Foodmart Data Analysis: Executive Summary

Question One

Management is trying to better understand what is happening at these food marts. To that end, please create some visualizations to help us better understand the following dimensions of the Foodmart data:

- Category of products sold

- Brand of products sold

Which Product Categories are most profitable, and why?

From a business standpoint, supermarkets exist to make money from the food they sell. So it's useful to know which types of products are driving profit.

I've used the transaction data to calculate the total gross profit of all the products sold under each product category. (The total gross profit is the sum of gross profits for every transaction associated with the product. A transaction's gross profit is its sales revenue minus its costs.)

In [1]:
from IPython.display import Image
Image(filename='total_profit_by_product_category.png') 
Out[1]:
  • The most profitable are Vegetables, Snack Food, Dairy, Meat and Fruit. They brought in over \$30,000 in profit over the course of 1997 (keep in mind, these numbers are small because we're likely working with a small sample of transactions.)

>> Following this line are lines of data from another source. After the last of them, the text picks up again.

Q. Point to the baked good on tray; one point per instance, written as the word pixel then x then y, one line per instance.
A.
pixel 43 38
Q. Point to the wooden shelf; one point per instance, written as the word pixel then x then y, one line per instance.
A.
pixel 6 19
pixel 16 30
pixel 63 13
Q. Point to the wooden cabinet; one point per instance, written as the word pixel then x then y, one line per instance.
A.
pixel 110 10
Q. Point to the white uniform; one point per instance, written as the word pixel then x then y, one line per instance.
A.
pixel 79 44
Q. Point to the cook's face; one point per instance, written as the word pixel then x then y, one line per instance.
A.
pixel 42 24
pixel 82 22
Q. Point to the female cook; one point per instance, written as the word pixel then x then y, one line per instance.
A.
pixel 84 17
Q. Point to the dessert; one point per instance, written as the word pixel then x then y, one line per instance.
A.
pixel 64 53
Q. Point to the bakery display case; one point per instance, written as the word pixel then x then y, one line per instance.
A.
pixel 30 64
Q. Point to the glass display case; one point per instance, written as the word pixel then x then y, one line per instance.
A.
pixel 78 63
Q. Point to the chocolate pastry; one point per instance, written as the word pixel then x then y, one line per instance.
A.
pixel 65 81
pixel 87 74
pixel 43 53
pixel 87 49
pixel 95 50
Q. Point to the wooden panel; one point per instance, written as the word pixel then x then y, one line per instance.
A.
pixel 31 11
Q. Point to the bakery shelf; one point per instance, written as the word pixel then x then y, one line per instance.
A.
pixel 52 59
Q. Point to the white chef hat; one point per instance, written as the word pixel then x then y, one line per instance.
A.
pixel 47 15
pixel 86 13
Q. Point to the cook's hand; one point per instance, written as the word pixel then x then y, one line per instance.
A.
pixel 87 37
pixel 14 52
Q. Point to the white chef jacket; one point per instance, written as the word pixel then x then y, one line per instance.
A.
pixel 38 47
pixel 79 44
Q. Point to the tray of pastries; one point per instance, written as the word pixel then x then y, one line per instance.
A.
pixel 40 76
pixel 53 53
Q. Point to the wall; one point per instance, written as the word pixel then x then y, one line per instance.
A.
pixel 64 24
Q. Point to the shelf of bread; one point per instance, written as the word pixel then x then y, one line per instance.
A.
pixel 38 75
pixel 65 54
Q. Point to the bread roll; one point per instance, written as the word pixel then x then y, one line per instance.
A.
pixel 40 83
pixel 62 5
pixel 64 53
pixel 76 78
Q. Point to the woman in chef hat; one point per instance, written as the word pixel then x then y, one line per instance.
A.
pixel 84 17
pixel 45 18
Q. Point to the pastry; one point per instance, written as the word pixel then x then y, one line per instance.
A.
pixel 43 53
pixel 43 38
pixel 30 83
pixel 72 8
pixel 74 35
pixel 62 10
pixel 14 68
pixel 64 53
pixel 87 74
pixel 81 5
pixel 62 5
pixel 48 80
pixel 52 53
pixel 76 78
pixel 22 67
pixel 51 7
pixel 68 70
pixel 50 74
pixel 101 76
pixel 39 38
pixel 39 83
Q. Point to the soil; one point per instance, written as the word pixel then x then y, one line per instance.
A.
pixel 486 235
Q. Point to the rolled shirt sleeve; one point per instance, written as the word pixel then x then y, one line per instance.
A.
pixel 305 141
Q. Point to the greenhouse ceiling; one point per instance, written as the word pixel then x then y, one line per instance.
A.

Why are some product categories more profitable than others? Intuitively, the biggest driver by far is simply the the number of products that sold under that category:

In [2]:
Image(filename='mean_vs_total_profit_by_product_category.png')
Out[2]:

Unsurprisingly, total units sales are very highly correlated with total profits for a product category.

But another variable also plays a role: the mean profit per unit, visualized above using the color of the dots. For a given number of unit sales, product categories with a higher mean profit per unit tended to be more profitable.

To drill down further on the categories, I've also placed each of them into one of four profit margin buckets, from low to very high, according to the average profit margin of the products within each category. (For the exact dollar ranges that define each bucket, see the chart below.)

For example, Foodmart keeps an average of \$0.74 for every piece of Seafood it sells, so that category would go into the "low margin" bucket. It makes an average of \$1.58 for every piece of Meat it sells, so Meat goes into the "high margin" bucket.

We can now view the profitability of product categories for each profit margin bucket:

  • 24% of product categories have medium margins, while 37% have high margins. Theree are relative few products at either end of the profit margin scale.
  • Of the 5 products that made over $3,000 in gross profits, all of them are in the "high margin" category, not the "very high margin" category.
  • Across all margin buckets, canned and prepared foods (canned shrimp, packaged vegtables, canned tuna) appear to be less profitable than fresh foods (eggs, dairy, beer).

Which Product Brands are most profitable, and why?

We can do a similar profit analysis for product brands.

In [3]:
Image(filename='product_brand_sales_vs_profit_by_margin.png') 
Out[3]:

The data visualization above depicts total profits for each product brand, faceted by profit margin bucket (just like we did for product categories), with one additional dimension: the number of units sold.

The visualization could be useful for Foodmart management to see which brands to stock more of, and which ones to drop. Click here for the full-size image.

It allows you to simultaneously observe the relationship between units sold and profits, and the fact that the most profitable brands fall overwhelmingly into the medium and high margin buckets - between \$1 and \$1.50 per product sold. Since brand profitability falls dramatically on either side of that boundary, its appears that the profitability "sweet spot" is between \$1.15 and \$1.35.

In [4]:
Image(filename='mean_vs_total_profit_by_product_brand.png')
Out[4]:

The chart above shows the same information, but the x axis is now mean profit (as a continous variable, not bucketed) and color of the dots represents the total sales.

We can see clearly that although unit sales ultimately drive profits, brands only tended to have high unit sales if the mean profit margins of their products were between \$1.10 and \$1.50.

Question Two

The executive team at Foodmart is starting to brainstorm approaches for growing sales and profitability next year. And by next year, we mean 1998. :) They've asked the analytics team to highlight 2-3 insights from the previous year's data to help inform the strategy for next year.

Please provide an executive summary of your findings, the implications for Foodmart, and the supporting analysis.

Insight 1: Some promotion types are much more profitable than others

Foodmart runs hundreds of promotions a year in an effort to boost profits. Understanding which promotions actually do so, and focusing on them, seems like a core component of any profit growth strategy.

We'll first explore profitability by the promotion's type, and then by the media channel it was promoted through.

Findings

To gauge a Foodmart promotion's profitability, we can measure it's total gross profit, just like we did for product categories and brands.

However, Foodmart promotions last between one to four days. To be able to compare the total gross profits of different promotions, then, we define a total profit per day metric. This metric captures a promotion's "profit velocity".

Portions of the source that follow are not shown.